Onlar, 1955 yılından bu yana babadan oğula zeytincilik yapan bir aile. Zeytin diyarı Balıkesir Burhaniye’de dede Hasan Acar’la başlamış yolculukları. Aslında daha önce de zeytinle büyüyen aile bireyleri varmış ama kendilerine ait bahçeler onunla olmuş. Sonra bayrak oğlu Hayri Acar’a geçmiş. Hayri Bey, ilk başlarda zorlansa da, sonrasında bu iş onda tutku haline gelmiş. Babasından zeytinciliğin tüm detaylarını öğrenmiş, tüm ağaçlarla tek tek ilgilenip bakımlarını üstlenmiş. Bu süreçte en büyük destekçisi eşi Hatice Acar olmuş. İşte, günümüzde bu nöbetin yeni neferi olan Faruk Acar, böyle bir ortama doğmuş.

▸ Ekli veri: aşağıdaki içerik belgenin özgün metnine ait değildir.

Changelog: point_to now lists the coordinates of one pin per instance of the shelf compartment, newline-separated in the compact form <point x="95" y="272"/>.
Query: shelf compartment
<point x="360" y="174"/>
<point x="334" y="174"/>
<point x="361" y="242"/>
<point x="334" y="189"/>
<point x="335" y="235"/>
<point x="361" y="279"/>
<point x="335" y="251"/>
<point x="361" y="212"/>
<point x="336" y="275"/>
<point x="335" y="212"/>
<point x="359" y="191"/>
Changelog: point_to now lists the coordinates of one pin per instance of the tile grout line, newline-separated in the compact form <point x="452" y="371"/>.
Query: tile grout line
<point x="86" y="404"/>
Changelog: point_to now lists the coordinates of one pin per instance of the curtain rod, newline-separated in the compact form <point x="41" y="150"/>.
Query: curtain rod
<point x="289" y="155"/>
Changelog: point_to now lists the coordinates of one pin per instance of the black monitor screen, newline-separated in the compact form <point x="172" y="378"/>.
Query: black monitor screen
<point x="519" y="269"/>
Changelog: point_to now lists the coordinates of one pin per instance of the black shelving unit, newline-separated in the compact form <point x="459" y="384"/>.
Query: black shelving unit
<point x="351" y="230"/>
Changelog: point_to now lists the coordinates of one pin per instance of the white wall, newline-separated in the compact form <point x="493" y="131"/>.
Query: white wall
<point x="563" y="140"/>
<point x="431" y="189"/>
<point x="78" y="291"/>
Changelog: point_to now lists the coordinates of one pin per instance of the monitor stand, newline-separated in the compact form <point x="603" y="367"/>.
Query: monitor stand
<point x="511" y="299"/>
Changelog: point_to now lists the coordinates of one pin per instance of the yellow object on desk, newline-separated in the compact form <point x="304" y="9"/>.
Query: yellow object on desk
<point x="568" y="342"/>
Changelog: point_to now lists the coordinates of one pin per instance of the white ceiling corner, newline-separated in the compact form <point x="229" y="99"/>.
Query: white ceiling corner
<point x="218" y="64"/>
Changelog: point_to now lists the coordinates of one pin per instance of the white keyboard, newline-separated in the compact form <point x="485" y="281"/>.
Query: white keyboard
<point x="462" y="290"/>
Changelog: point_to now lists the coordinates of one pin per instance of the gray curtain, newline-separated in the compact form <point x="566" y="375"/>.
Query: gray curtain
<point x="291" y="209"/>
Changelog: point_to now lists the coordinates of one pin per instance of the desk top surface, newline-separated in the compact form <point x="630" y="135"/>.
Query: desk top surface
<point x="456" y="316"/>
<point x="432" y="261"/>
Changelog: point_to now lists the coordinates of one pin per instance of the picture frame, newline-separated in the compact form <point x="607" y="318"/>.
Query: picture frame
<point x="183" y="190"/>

ÇOCUKLUĞU HEP ZEYTİNLİKLERDE GEÇTİ
Hep zeytin ağaçlarının içinde saklambaç oynayarak, yeri gelince gölgesinde uyuyarak, zaman zaman ise üstünde oturarak yaşadığı bir çocukluk geçirmiş. Evlerinde zeytin her yemeğin yanında salata niyetine tüketilebileceği gibi kahvaltılarının da vazgeçilmezi imiş. Zeytinyağı ise hayatlarının adeta her yerinde varmış. Öyle ki; pişirilen tüm yemeklerde, bahçede odun ateşinde yapılan kızartmalarda, salatalarda, hatta öksürdüklerinde (sırta sürülen), bir yerlerini incittiklerinde (krem olarak) kullanılan sihirli bir iksir gibiymiş. Zeytinyağından başka bir yağ olduğunu üniversiteye gidince görmüş.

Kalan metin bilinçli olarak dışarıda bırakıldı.